Naar boven ↑

Rechtspraak

Uitspraakdatum

30-01-2023

ECLI

ECLI:NL:TADRAMS:2023:18

Zaaknummer

22-665/A/NH

Inhoudsindicatie

Ongegrond verzet.

Uitspraak

Beslissing van de Raad van Discipline in het ressort Amsterdam van 30 januari 2023 in de zaak 22-665/A/NH naar aanleiding van het verzet tegen de beslissing van de voorzitter van de raad van discipline van 26 september 2022 op de klacht van:

klager

over:

verweerder

1    VERLOOP VAN DE PROCEDURE 1.1    Op 31 maart 2022 heeft klager bij de deken van de Orde van Advocaten in het arrondissement Noord-Holland (hierna: de deken) een klacht ingediend over verweerder. 1.2    Op 18 augustus 2022 heeft de raad het klachtdossier met kenmerk am/ss/1878999 van de deken ontvangen.  1.3    Bij beslissing van 26 september 2022 heeft de voorzitter van de raad (hierna ook: de voorzitter) de klacht kennelijk ongegrond verklaard. Deze beslissing is op dezelfde datum verzonden aan partijen. 1.4    Op 17 oktober 2022 heeft klager verzet ingesteld tegen de beslissing van de voorzitter. 1.5    Het verzet is behandeld op de zitting van de raad van 19 december 2022. Daarbij waren klager en verweerder aanwezig.  1.6    De raad heeft kennisgenomen van de beslissing van de voorzitter waartegen het verzet is gericht, van de stukken waarop de voorzittersbeslissing is gebaseerd en van het verzetschrift. 

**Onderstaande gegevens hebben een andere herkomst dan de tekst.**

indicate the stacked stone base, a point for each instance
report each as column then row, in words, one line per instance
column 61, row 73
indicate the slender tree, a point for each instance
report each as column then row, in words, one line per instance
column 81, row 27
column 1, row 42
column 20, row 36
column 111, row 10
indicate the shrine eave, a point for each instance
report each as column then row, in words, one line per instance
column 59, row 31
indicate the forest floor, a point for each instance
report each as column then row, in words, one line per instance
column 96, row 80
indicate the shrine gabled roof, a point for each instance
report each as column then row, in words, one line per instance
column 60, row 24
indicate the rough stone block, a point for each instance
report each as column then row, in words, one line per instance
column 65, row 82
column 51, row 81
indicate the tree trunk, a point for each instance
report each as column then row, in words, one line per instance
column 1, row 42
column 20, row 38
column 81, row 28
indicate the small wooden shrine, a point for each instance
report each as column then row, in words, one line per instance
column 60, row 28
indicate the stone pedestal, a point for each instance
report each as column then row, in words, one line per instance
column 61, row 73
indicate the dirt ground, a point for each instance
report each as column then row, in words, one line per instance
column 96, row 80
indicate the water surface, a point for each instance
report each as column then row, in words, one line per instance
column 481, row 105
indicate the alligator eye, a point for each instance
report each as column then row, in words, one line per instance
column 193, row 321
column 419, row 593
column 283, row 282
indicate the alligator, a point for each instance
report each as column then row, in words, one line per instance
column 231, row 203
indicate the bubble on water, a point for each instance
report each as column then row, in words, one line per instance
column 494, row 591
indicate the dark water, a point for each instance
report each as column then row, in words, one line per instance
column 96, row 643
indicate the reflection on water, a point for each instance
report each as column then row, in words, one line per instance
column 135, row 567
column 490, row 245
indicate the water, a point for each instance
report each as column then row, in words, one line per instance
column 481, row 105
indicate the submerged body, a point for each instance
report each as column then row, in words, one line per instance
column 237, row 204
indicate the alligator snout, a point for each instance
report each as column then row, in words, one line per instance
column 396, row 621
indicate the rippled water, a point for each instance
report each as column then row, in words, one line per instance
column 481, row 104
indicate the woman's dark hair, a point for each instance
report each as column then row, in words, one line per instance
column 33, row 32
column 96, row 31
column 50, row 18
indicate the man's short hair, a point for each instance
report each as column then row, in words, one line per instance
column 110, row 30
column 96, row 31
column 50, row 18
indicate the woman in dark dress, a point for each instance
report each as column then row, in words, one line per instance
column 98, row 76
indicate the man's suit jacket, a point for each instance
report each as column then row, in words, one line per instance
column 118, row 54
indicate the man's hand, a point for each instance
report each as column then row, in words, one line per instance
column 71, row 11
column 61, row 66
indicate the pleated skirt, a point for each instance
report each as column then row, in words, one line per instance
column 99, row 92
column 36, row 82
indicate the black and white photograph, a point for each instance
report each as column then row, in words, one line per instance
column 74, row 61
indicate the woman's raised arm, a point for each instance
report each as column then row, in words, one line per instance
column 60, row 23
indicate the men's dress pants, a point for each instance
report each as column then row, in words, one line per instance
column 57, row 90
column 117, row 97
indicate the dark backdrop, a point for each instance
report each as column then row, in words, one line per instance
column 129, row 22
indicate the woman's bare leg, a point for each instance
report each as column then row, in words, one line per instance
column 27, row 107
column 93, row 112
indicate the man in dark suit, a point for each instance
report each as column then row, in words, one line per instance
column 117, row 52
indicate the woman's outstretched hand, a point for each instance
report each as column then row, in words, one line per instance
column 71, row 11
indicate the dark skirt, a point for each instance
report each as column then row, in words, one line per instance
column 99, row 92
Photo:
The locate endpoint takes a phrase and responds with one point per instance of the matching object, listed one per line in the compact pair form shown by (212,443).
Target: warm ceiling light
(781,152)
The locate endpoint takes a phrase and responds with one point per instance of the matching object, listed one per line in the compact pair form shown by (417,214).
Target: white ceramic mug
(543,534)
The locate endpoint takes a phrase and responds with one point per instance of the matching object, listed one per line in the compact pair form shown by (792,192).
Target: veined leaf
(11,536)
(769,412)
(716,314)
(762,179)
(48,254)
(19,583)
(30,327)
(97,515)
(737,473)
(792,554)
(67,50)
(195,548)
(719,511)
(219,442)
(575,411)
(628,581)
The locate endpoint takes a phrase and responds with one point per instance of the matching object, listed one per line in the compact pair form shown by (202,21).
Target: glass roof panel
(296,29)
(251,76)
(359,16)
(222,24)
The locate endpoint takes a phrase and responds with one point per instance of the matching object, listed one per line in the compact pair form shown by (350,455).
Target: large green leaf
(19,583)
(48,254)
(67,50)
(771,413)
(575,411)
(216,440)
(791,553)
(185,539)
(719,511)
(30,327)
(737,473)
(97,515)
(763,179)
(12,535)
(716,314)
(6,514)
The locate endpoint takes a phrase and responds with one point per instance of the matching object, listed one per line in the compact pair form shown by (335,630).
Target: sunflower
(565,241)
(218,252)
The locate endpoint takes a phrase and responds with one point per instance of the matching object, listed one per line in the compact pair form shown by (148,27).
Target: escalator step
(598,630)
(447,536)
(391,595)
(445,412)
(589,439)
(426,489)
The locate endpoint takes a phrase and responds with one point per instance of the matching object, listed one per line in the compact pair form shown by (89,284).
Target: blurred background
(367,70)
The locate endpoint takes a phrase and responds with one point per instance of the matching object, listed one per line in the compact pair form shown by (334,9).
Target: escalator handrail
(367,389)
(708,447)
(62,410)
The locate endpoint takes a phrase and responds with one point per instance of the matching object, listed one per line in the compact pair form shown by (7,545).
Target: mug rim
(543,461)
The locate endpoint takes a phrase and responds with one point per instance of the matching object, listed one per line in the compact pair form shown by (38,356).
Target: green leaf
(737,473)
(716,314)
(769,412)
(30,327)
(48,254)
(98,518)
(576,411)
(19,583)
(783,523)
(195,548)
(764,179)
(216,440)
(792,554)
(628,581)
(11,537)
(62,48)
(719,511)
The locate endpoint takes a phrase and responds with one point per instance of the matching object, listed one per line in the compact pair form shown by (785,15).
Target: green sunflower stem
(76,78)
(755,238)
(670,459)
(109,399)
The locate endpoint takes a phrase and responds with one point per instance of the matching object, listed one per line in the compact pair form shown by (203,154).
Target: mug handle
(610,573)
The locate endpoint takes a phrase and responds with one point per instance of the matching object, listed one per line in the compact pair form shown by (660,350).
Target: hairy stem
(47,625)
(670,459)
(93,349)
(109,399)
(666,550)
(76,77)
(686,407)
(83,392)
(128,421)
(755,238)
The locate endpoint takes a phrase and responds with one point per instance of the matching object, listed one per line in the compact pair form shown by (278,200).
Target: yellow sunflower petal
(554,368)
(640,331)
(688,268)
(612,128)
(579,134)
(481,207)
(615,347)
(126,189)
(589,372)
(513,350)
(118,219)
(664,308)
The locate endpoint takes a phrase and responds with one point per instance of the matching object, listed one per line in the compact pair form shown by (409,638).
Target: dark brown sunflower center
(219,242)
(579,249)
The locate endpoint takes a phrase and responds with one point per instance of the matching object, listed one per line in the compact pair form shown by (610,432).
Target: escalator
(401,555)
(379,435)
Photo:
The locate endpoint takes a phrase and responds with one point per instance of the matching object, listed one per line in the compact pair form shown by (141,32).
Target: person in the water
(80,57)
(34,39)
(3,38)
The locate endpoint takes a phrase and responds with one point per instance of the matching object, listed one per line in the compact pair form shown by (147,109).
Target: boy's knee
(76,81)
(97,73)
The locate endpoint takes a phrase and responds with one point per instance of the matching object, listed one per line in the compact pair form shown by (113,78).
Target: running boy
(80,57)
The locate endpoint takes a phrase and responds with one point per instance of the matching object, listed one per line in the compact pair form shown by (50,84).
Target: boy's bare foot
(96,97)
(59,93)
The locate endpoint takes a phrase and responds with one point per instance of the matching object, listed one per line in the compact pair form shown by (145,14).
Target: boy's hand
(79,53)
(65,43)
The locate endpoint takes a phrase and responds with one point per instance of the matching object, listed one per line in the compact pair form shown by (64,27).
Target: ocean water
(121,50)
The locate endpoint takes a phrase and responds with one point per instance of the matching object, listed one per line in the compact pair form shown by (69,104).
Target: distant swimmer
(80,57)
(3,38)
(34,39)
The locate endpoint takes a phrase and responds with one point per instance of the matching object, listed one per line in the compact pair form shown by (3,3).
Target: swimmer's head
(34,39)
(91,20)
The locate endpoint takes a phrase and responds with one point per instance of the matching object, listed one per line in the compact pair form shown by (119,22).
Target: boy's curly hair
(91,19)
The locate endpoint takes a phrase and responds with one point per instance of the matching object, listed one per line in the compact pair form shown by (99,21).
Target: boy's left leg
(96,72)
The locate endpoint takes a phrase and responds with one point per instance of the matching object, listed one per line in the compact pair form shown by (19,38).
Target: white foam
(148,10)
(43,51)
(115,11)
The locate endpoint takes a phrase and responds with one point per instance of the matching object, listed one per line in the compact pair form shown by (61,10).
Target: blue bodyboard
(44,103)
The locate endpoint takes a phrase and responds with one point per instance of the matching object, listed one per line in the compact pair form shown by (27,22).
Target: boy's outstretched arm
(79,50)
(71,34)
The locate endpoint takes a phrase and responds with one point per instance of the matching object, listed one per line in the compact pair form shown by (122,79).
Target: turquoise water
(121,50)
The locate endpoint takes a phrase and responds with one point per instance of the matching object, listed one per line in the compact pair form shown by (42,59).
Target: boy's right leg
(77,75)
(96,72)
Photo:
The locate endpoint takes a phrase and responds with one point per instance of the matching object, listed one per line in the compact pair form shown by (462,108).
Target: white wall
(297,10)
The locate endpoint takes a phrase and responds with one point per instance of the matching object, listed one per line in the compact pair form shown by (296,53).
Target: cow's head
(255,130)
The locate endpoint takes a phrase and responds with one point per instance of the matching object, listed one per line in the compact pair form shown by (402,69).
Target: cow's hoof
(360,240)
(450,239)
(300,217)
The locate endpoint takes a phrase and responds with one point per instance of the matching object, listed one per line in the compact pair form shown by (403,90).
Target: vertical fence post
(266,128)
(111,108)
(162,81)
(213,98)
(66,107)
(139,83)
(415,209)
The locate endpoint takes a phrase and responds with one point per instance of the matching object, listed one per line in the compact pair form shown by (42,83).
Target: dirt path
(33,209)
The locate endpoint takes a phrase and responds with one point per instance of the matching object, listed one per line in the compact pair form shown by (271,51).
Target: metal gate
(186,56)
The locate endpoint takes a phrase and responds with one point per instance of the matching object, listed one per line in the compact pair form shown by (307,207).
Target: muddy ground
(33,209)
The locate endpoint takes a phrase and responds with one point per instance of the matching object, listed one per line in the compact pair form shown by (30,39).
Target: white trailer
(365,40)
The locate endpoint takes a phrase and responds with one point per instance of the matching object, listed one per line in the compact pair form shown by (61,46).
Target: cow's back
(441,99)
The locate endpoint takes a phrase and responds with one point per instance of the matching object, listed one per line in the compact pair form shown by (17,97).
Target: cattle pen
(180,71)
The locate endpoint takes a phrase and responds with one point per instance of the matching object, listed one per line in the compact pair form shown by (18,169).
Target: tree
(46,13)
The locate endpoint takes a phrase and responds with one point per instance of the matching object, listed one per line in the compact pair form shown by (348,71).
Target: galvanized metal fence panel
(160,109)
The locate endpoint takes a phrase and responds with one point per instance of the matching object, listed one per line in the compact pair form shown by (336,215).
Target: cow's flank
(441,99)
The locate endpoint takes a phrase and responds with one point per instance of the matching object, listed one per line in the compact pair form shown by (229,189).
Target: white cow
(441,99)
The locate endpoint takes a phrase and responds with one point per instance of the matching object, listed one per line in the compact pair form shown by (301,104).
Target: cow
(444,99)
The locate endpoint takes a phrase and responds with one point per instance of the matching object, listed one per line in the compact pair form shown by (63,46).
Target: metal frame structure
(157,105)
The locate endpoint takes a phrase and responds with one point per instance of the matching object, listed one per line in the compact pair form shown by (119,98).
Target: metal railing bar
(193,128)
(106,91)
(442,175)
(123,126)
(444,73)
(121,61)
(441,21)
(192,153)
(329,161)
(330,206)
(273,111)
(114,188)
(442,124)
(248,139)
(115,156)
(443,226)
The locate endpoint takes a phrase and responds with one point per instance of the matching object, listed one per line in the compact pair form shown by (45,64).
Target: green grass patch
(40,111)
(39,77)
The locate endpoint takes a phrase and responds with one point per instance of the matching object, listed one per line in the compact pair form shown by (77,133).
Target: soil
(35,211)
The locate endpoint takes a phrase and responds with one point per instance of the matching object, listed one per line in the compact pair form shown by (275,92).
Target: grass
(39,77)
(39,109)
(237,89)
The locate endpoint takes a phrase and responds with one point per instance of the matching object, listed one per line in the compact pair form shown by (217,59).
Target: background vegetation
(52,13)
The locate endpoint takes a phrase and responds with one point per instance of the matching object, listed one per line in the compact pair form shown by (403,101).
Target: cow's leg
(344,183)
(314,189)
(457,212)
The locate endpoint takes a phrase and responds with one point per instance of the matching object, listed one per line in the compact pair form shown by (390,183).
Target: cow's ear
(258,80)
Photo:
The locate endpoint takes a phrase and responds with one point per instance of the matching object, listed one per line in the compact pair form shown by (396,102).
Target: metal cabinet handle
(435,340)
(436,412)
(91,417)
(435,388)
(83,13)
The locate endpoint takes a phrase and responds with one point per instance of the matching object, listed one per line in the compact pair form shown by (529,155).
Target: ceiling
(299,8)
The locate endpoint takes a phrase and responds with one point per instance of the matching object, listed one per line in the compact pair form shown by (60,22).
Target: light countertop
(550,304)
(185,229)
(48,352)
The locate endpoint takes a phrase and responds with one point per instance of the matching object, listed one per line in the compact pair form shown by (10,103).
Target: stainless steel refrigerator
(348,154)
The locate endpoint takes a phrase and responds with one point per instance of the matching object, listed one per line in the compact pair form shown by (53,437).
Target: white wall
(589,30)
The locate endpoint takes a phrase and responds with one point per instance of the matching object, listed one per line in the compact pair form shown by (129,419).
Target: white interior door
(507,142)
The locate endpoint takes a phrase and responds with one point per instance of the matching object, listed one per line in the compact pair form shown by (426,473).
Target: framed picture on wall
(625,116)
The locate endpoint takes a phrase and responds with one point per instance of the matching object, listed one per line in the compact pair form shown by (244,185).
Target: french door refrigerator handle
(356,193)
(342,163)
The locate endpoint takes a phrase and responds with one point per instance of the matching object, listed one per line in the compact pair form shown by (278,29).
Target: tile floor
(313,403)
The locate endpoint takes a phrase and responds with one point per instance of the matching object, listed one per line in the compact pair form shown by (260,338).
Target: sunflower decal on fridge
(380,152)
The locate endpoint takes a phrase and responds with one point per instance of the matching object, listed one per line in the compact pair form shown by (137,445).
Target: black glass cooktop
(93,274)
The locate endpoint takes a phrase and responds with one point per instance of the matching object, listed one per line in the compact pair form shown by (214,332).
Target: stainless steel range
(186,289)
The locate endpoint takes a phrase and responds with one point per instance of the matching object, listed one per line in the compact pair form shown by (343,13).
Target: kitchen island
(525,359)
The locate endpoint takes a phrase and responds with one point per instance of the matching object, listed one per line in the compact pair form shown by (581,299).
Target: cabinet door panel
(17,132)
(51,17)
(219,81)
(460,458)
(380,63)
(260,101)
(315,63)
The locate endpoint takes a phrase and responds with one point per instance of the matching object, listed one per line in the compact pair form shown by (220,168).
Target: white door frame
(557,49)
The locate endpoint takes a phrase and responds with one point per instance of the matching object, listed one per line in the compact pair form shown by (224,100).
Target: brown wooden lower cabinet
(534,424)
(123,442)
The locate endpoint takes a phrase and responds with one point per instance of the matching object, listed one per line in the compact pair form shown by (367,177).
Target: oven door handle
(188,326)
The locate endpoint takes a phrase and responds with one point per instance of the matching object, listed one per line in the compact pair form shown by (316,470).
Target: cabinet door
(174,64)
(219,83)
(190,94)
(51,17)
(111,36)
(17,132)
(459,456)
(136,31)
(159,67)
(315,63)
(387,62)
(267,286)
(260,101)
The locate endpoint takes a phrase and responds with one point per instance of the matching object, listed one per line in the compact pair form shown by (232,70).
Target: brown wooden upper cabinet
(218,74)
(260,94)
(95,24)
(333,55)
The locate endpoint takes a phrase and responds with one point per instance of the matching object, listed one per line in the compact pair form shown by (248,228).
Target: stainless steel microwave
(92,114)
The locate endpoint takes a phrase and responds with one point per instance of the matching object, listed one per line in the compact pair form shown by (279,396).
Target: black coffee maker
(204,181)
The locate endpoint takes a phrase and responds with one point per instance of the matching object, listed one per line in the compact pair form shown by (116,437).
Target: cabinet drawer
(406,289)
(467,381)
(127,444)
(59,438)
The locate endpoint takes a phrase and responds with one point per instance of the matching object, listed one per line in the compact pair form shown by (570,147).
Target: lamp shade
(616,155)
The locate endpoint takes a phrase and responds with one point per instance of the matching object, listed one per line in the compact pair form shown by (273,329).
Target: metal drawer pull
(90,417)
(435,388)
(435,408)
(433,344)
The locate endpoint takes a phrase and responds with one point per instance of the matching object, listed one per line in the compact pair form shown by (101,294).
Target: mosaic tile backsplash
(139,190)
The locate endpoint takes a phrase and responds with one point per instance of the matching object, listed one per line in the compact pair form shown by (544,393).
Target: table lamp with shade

2    VERZET 2.1    De gronden van het verzet houden, zakelijk weergegeven, het volgende in: 2.2    Klager stelt dat: a.    De wrakingskamer het wrakingsverzoek afwees omdat dit was gericht tegen een voorlopige beslissing deze zaak schriftelijk in plaats van ter zitting af te handelen. De definitieve beslissing de zaak wel of niet ter zitting te behandelen dient nog immer te worden genomen. De argumentatie voor een behandeling ter zitting is volkomen genegeerd.  b.    De argumentatie waarom de zaak tegen mr. S en klager als één zaak dient te worden behandeld is genegeerd. c.    De argumentatie waarom verweerder het vertrouwen in de advocatuur heeft geschaad is volledig genegeerd.  d.    De voorzittersbeslissing niet wettig is en dus opnieuw moet worden gedaan. 2.3    Tegen de vaststaande feiten en de klachtomschrijving komt klager in verzet niet op. 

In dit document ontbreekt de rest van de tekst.